If we have a data set consisting of event times $\{t_1, t_2, \ldots, t_N\}$ and would like to model this as a Poisson process with intensity $\lambda$, how do we do it? Intuitively, I would expect that we can calculate the average waiting time $w = \frac{1}{N-1}\sum_{i=2}^N (t_i-t_{i-1})$ and then set $\hat{\lambda} = 1/w$?
Is this correct? If so, how is it justified? Do we have to consider fitting a Poisson distribution to the number of events after doing some sort of binning?
You can use Maximum Likelihood Estimation, either with synchronous data (time-binned data) or asynchronous data (time-stamped data). The likelihood function changes accordingly.
For time-binned (or synchronous) data, you can simply use the joint Poisson probability mass function for your observed counts as the likelihood function:
$ L = \prod^{K}_{i=1} \frac{\lambda^{x_i}}{x_i!} \exp(-\lambda) $,
where $K$ is the number of bins, $x_i$ the count of events in bin $i$, and $\lambda$ the constant intensity that you want to estimate.
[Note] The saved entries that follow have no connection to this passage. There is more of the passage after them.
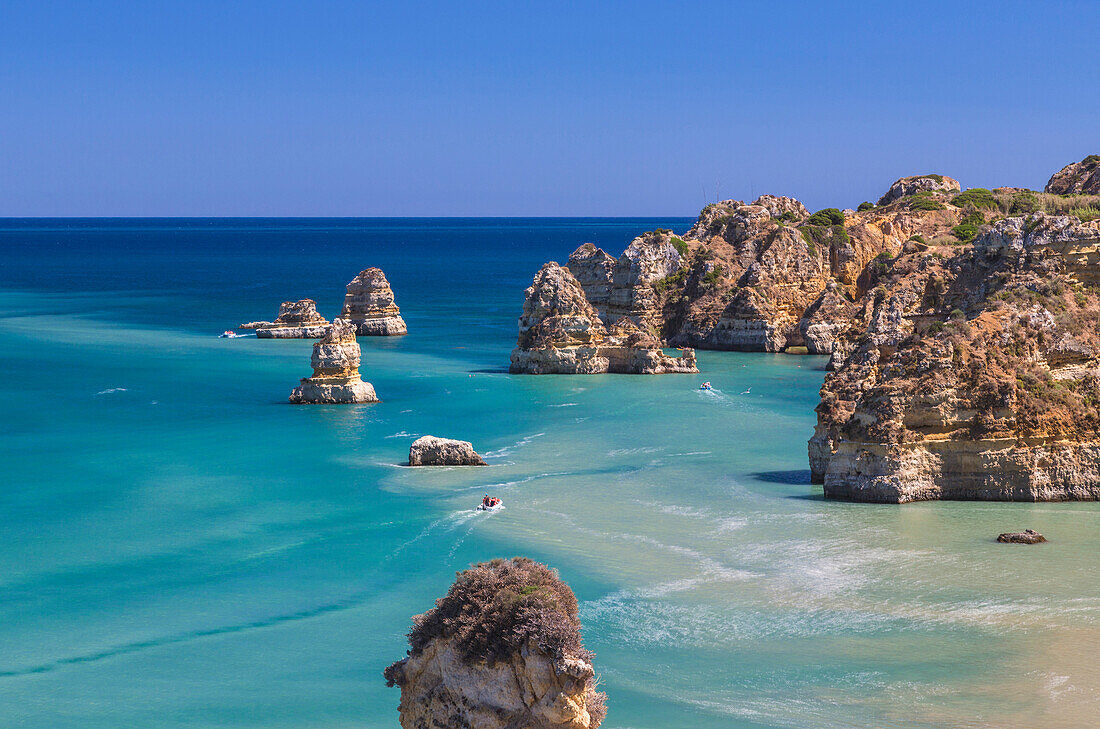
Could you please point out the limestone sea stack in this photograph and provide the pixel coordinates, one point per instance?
(560, 332)
(502, 650)
(336, 371)
(431, 451)
(296, 320)
(970, 373)
(370, 306)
For asynchronous data, the likelihood is specified as follows:
$L = \left[ \prod^{N(T)}_{i=1} \lambda^*(t_i) \right] \exp\left[-\int^{T}_{0}\lambda^*(s) ds \right] $,
where $N(T)$ is the number of points at end-of-sample time $T$, and $\lambda^*(t)$ is the conditional intensity function, which is simply the constant $\lambda^*(t)=\lambda$ for the homogeneous Poisson process.
In some cases including the homogeneous Poisson process, there are closed-form solutions for both cases (take logs, set derivative with respect to $\lambda$ equal to zero, and solve for $\lambda$). Otherwise the log-likelihood can be optimised numerically.
For more background on theory and estimation, these are good references:
For the homogeneous Poisson process with rate $\lambda$ the likelihood function can be written as
$L(\lambda)=\prod\limits_{n=1}^{N}\dfrac{\left(\lambda.(t_n-t_{n-1})\right)^1.e^{-\lambda(t_n-t_{n-1})}}{1!}$, with $t_0=0$, s.t., the log-likelihood
$l(\lambda)=\sum\limits_{n=1}^{N}ln(\lambda) + ln(t_n-t_{n-1})-\lambda(t_n-t_{n-1})$
For MLE, setting $\dfrac{dl}{d\lambda}=0$, we get,
$\sum\limits_{n=1}^{N}\dfrac{1}{\lambda} - (t_n-t_{n-1})=0$
$\implies \dfrac{N}{\lambda_{MLE}} = \sum\limits_{n=1}^{N}(t_n-t_{n-1})$
$\quad \quad = t_N-t_{N-1}+t_{N-1}-t_{N-2}+\ldots+t_2-t_1+t_1-t_0=t_N-t_0$
$\quad \quad =t_N$
$\lambda_{MLE}=\dfrac{N}{t_N}$